# How loud should a guitar d.i. signal be?



## thevisi0nary (Sep 16, 2013)

Im recording dry tracks to bring to a studio, is there any reference someone can give me for how loud they should be?


----------



## Winspear (Sep 17, 2013)

Peaking around -6 to -4 dB when picking as hard as physically possible, ideally.


----------



## Lach Rae Dawn (Sep 17, 2013)

EtherealEntity said:


> Peaking around -6 to -4 dB when picking as hard as physically possible, ideally.




so -10 to -8 dB should be when not picking as hard as possible?


----------



## tedtan (Sep 17, 2013)

^

The idea is to allow for some extra headroom in case you pick harder than you planned to while recording. So set up your input gain so that the highest your DI signal peaks is around -6dB when you are picking as hard as you can/think you will while tracking and then start recording playing how you normally play. This will probably leave your average/RMS (NOTE: average, not peak) level somewhere between -20dB and -15dB and the peaks somewhere between -12 and -6. Anywhere in this general area is good.


----------



## Lach Rae Dawn (Sep 17, 2013)

tedtan said:


> ^
> 
> The idea is to allow for some extra headroom in case you pick harder than you planned to while recording. So set up your input gain so that the highest your DI signal peaks is around -6dB when you are picking as hard as you can/think you will while tracking and then start recording playing how you normally play. This will probably leave your average/RMS (NOTE: average, not peak) level somewhere between -20dB and -15dB and the peaks somewhere between -12 and -6. Anywhere in this general area is good.
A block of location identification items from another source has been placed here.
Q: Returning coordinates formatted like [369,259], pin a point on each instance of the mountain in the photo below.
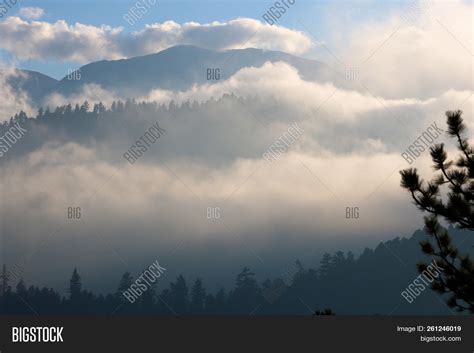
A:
[181,67]
[33,83]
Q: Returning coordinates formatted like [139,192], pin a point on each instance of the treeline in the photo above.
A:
[369,284]
[130,107]
[245,298]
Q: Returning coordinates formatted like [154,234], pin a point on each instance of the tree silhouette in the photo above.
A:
[198,296]
[457,208]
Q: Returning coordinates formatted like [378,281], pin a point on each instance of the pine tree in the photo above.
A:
[457,208]
[4,279]
[198,296]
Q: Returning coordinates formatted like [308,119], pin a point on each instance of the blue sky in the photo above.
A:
[322,18]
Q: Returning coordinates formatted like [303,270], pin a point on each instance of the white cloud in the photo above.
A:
[86,43]
[13,101]
[31,13]
[396,59]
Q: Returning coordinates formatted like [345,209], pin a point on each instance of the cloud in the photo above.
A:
[421,59]
[31,13]
[13,100]
[86,43]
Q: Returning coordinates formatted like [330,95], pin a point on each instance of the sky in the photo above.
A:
[410,65]
[320,18]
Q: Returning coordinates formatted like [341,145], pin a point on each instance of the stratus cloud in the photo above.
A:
[13,101]
[31,13]
[85,43]
[361,121]
[396,59]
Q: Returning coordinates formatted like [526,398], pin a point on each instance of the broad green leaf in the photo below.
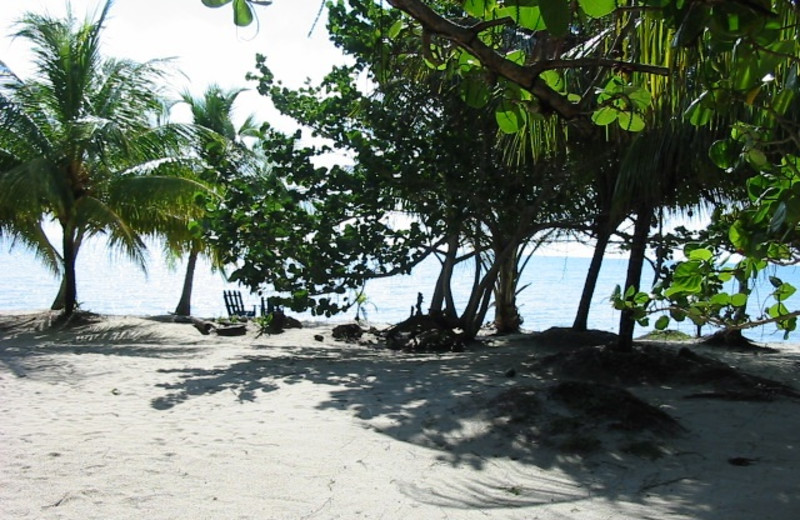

Ok cool, so I am doing it somewhere in the ball park.. (I thought maybe I was recording them too low volume)

I understand the headroom aspect. I make sure the peaks of my guitar recordings (DI) always have several dB of headroom for re-amping, and FX.


----------



## Alphanumeric (Sep 17, 2013)

Peak no higher than -3 to -6db and an RMS of -18 to -12


----------



## rectifryer (Sep 17, 2013)

Whats the scope of the rms calculation? 5msecs or longer? I am assuming we are talking in seconds.


----------



## Estock (Sep 17, 2013)

I try to keep peak between -12 and -14, depending on how your interface/converter is calibrated. For instance, a Universal Audio Apollo is calibrated at -18dBfs, meaning -18 in your DAW is 0 dBU in the analog world. If you're concerned about using outboard gear at all, I'd be sure to check your calibration.


----------



## vansinn (Sep 17, 2013)

Check this resent thread http://www.sevenstring.org/forum/re...ls-considerations-gain-staging-mastering.html


----------



## Winspear (Sep 18, 2013)

Lach Rae Dawn said:


> Ok cool, so I am doing it somewhere in the ball park.. (I thought maybe I was recording them too low volume)
> 
> I understand the headroom aspect. I make sure the peaks of my guitar recordings (DI) always have several dB of headroom for re-amping, and FX.



 It's very normal to barely see the waveform on guitar DI's.


----------



## Estock (Sep 18, 2013)

vansinn said:


> Check this resent thread http://www.sevenstring.org/forum/re...ls-considerations-gain-staging-mastering.html



Good stuff!


----------